At a security conference in Australia on Thursday, this scenario was posed to the commander of the U.S. Pacific Fleet: If ordered to do so by President Trump, would he would launch a nuclear attack on China next week? His response: Yes.
An academic in the audience posed this question to Adm. Scott Swift: "At risk of being blunt ... If, when you return to your command next week, you were to receive an order from the commander in chief, the president of the United States, to make a nuclear attack on China, would you do it?"
As the audience tittered at the premise, the admiral smiled and said, "So far, these were yes and no answers."
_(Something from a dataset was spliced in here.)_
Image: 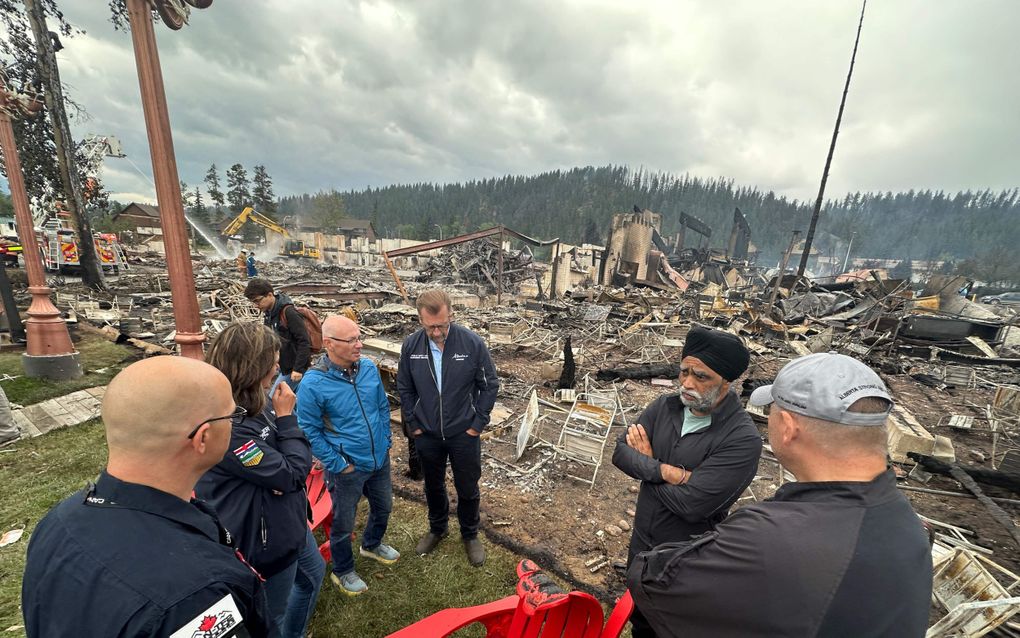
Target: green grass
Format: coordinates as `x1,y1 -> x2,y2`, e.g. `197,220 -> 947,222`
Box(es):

"The answer would be yes," Swift went on. "Every member of the U.S. military has sworn an oath to defend the constitution of the United States against all enemies foreign and domestic and to obey the officers and the president of the United States as the commander in chief appointed over us."
"This is core to American democracy and any time you have a military that is moving away from a focus and an allegiance to civilian control, then we really have significant problems," Swift added.
While the admiral's affirmative response to that nuclear scenario might sound like cause for alarm, a spokesman for the Pacific Fleet said the premise of the question was "ridiculous."
"It was posed as an outrageous hypothetical, but the admiral simply took it as an opportunity to say the fact is that we have civilian control of the military and we abide by that principle," Pacific Fleet spokesman Capt. Charlie Brown told Reuters.
"Admiral Swift answered the question the only way a serving military officer could," Rory Medcalf, who heads the National Security College and hosted the talk, told The New York Times. "It would have been a lot more controversial if he had said, no, he would not obey the commander in chief."
China does have nuclear weapons, though its arsenal is smaller than what the U.S. or Russia maintains. The Times reports that the country "has long said that it would not use nuclear weapons against a nation that did not have them or in a first strike against a nuclear-armed adversary. But there have been occasional calls to change that 'no first use' policy."
Worries about a loss of civilian control arose in December when President-elect Trump announced retired Marine Gen. James Mattis as his pick for defense secretary. It was rare to choose a retired general for the post, and he had only been out of uniform for three years, instead of the required seven, which meant Mattis needed a waiver to take the job.
While there has been some increased military action since Trump has taken office, "Pentagon officials and defense analysts also say that the generals — particularly Mattis and [national security adviser H.R.] McMaster — have moderated Trump on a number of issues, pushing the president away from the use of torture, getting him to embrace NATO and making their case that Russia is a threat," NPR's Tom Bowman has reported.